05:15 PM
Main Driver Behind STP Initiatives Today Is Ease Of Doing Business
Freeing the Underwriter
Accordingly, carriers need to liberate underwriters to focus on new market risks and liaison with agents for business development. "Even if you start off by automating 20 percent of the process, it's a good thing as long as you continue to ask, 'Why am I touching this,' and 'Am I adding value when I touch it?'" says Jim Klotz, SVP and CIO for PMA Group ($2.7 billion in assets), a Blue Bell, Pa.-based multiline P&C insurer. "If the answer is 'No,' then you look at how to automate it further."
Though he doesn't think the market has grasped the real benefits of true STP, he believes the growing acceptance of service-oriented architecture (SOA) will drive enlightenment about how STP can drive intelligence and impact more than just basic needs. "We first have to break down silos and the hand-offs to enable messaging, queuing and the capabilities of Web services to move us toward configurable services that don't require a lot of custom coding," says Klotz. He notes that the ability to pursue best-of-breed solutions under SOA will empower insurers to choose systems for different parts of their processes without fear of being locked in to proprietary solutions that don't scale or integrate with growth. "Now that we can treat applications as a service, we can pick and choose more wisely," Klotz adds.
Those choices and the resulting improved power will bolster insurers' abilities to automate more and more of the underwriting process, eventually getting to the point of automatically handling policy changes, endorsements, cancel/rewrites and out-of-sequence processing.
"We are on a mission to enable our underwriters to concentrate on more-complex risks, new market opportunities and distribution forces, which drives us to automate as much of the repeatable underwriting process and logic as possible," explains Darryl Catts, VP of Zurich North America's (Chaumburg, Ill.) Business Technology Integration (BTI) group. (Zurich North America's parent, Zurich Financial Services, has $4.5 billion in net income). The organization defined a program in January 2005 called Commercial FastFlow to automate as much as 90 percent of Zurich's small commercial business underwriting, he relates.
With the majority of submissions handled in a truly zero-touch environment, Zurich's underwriters concentrate solely on exceptions, according to Catts. "We make sure in those instances that underwriters have completed files in front of them," he says, noting that all the "dirty work" for data validations and extensions is now handled through interactive Web services connections that link directly to ISO, the DMV and others, providing information relating to driver and automobile data. Web services links, Catts notes, help propagate functions out to multiple systems.
That capability has resulted from arduous up-front statistical electronic data interchange (EDI) work that has paid off by reducing underwriters' evaluation time from what used to be days to just hours, in most cases, Catts says. The time savings is, in large part, due to the fact that underwriters no longer have to do the searches for third-party data, he adds. To further its EDI work, Zurich's BTI group is planning to foster stronger collaboration among its distributors and its underwriters. "We're currently helping the agents, many of which have never done anything like EDI, to receive XML documents through a TCP/IP connection," says Catts.

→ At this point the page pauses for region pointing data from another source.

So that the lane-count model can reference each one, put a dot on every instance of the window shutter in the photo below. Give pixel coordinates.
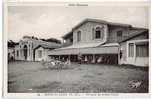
(93, 33)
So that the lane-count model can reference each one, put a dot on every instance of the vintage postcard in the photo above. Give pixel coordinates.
(76, 49)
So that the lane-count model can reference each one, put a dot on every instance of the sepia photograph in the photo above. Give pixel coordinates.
(77, 48)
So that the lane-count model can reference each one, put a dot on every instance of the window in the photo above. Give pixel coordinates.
(40, 53)
(98, 33)
(79, 36)
(119, 33)
(142, 50)
(131, 50)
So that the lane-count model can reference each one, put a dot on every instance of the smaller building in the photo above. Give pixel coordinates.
(41, 52)
(134, 49)
(11, 53)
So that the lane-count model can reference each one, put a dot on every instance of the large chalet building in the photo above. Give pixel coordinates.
(99, 41)
(33, 49)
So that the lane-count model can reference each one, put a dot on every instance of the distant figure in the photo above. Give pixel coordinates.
(79, 58)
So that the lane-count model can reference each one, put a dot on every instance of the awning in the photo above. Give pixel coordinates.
(87, 50)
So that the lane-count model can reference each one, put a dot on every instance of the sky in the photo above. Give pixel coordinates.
(56, 21)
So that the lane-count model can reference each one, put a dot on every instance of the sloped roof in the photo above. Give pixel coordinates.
(97, 21)
(81, 45)
(101, 21)
(135, 33)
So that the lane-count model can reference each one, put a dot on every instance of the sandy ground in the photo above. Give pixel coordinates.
(32, 77)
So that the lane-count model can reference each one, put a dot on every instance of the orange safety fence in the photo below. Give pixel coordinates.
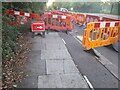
(99, 34)
(58, 22)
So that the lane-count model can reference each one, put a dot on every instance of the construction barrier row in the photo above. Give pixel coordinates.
(99, 34)
(58, 22)
(22, 17)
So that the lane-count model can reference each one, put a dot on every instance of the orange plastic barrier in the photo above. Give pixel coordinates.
(92, 18)
(58, 22)
(99, 34)
(22, 17)
(81, 18)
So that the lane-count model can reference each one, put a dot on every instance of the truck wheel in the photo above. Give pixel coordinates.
(33, 34)
(43, 34)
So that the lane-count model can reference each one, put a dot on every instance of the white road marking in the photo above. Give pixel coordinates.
(88, 82)
(63, 41)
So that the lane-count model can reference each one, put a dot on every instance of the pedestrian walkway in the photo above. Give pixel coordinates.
(52, 65)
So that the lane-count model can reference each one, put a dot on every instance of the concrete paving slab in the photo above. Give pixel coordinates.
(49, 81)
(61, 67)
(73, 81)
(38, 47)
(69, 67)
(54, 66)
(36, 68)
(55, 55)
(35, 55)
(61, 81)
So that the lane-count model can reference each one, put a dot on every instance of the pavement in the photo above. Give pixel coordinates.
(51, 66)
(98, 71)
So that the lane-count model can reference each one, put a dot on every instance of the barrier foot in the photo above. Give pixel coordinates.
(33, 34)
(43, 34)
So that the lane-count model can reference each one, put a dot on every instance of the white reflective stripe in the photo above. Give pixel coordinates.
(27, 14)
(40, 27)
(63, 17)
(100, 18)
(88, 19)
(55, 16)
(16, 12)
(112, 24)
(102, 24)
(95, 20)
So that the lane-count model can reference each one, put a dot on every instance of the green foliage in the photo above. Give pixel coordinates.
(11, 34)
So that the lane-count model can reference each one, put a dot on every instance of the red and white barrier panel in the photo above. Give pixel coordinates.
(106, 24)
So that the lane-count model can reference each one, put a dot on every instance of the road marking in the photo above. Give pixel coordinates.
(63, 41)
(88, 82)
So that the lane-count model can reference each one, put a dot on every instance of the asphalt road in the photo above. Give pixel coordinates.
(98, 74)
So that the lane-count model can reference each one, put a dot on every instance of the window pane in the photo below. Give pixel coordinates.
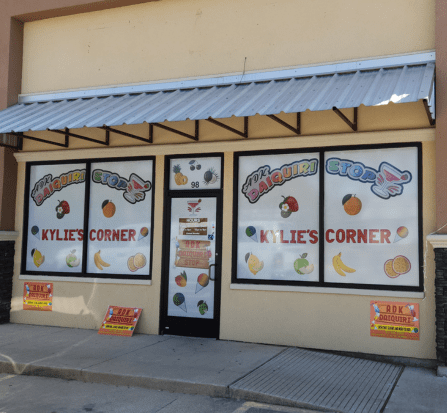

Zurich's work is just one example of the increasing number of STP initiatives in small commercial lines and business owner policies (BOPs) to fully automate the processes around new business and renewals. Northbrook, Ill.-based Allstate ($157.5 billion in assets) also has been moving down the STP path with a series of initiatives that began in 2002.
"You have to examine the processes in detail," says Matthew Osborn, CTO of Allstate's workplace division, which first embarked on STP projects for new business -- the impetus of which was improving the ease of doing business through an electronic application tool. In order to reduce the number of touches necessary to process an application, Osborn made use of Six Sigma methodology to assess and document the entire process the organization wanted to streamline.
According to Osborn, after implementing document imaging, Allstate took a deeper look at the workflow processes. "We had to evaluate how many times work items changed their status, and who was touching them and why," he says, noting that places for modifications in the workflow process were found through metrics and data analytics. Allstate employed a business intelligence tool -- a subcomponent of an image and workflow system -- and automated analysis wherever possible.
The company also created rules and tables of variables that grew with each iteration of the project and helped identify repeatable processes in pricing and risk assessment, Osborn continues. "The proliferation of Microsoft [Redmond, Wash.] .NET and Web services is finally delivering what had been promised back in the COM [component object model] world," he says. "We can now drive efficiencies and scale in a way not possible with custom coding."
As a result of the work, Allstate underwriters touch policies only when absolutely necessary, Osborn relates. The zero-touch processing in new business has helped Allstate identify other areas for streamlining business processes, he adds.